Dingell had arrived at Congress at the height of segregation, having been elected to replace his Michigan-Congressman father, who had died in 1955, just two weeks after Rosa Parks was arrested for refusing to give up her seat on a Montgomery, Ala., bus.
Nearly a decade into Dingell’s Congressional career, President Lyndon B. Johnson’s Civil Rights Act came before Congress. After Dingell helped get the 1964 bill passed, he faced a difficult primary. Redistricting meant that he was up against another incumbent Congressman, John Lesinski, with whom he had much in common, including a Polish family background and fathers who had also served in Congress. The big difference between them — and likely the topic that would drive voters in one way or the other — was on the issue of race, as TIME described it back then:
The Dingells were liberals and champions of the Negroes, who comprised some 46% of the population in their longtime constituency. The Lesinskis stood fast against any Negro penetration of their own home ground of Dearborn, a virtually all-white city of 115,600.
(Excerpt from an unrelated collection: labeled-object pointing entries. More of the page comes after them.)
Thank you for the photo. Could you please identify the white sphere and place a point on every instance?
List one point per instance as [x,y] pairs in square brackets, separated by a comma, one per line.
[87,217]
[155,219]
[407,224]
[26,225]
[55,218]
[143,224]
Predictably, Dingell this year voted in Congress for the civil rights bill, while Lesinski was the only Northern Democratic Congressman to vote against it. Dingell’s vote took some courage. In Michigan’s redistricting, he lost most of his old Negro constituency, faced Lesinski in a new district that included 80% of Lesinski’s old territory and was 90% white.
In the new district, bordered by Negro neighborhoods and beset by fears of black incursions, the backlash, so everybody thought, was an “obvious” issue. Dingell accused Lesinski’s followers of “trying to use it. They’re raising the bogeyman, telling people that if I’m elected there will be two Negro families on every block in Dearborn.” Lesinski indeed raised some bogeymen. “The other day,” he cried in a typical speech, “a 35-year-old man was set upon and stabbed by four colored fellows. He was stabbed to death. It didn’t appear on TV or in the papers. They hushed it up. Now that’s the kind of thing that the people are worried about.”
…To believers in the backlash theory, Lesinski’s victory seemed a cinch. But Dingell won by a vote of 30,791 to 25,620. In a district that was clearly liberal on almost every issue other than civil rights, his liberal record was the big difference. Moreover, as Dingell himself said, with more accuracy than modesty: “I can make an understandable and intelligent speech, where my opponent, frankly, cannot.”
Dingell’s victory, the magazine surmised, was a solid piece of evidence that the country had come further on civil rights than some had feared.
To Dingell, however, the fear of possible backlash was less influential than another motivating factor: doing what he felt was right.
“I very nearly lost an election over it. But it was the right thing to do. It was the single vote that did the most to see to it that our country remained one and to finally begin the solution of the problems that triggered the Civil War,” he once told an interviewer, “I was challenged in an election in which the Wall Street Journal gave me a 1 in 15 chance of winning. It was a hard-fought campaign in which I asked people: Why is it that a white man or woman should be able to vote and an African-American should not?”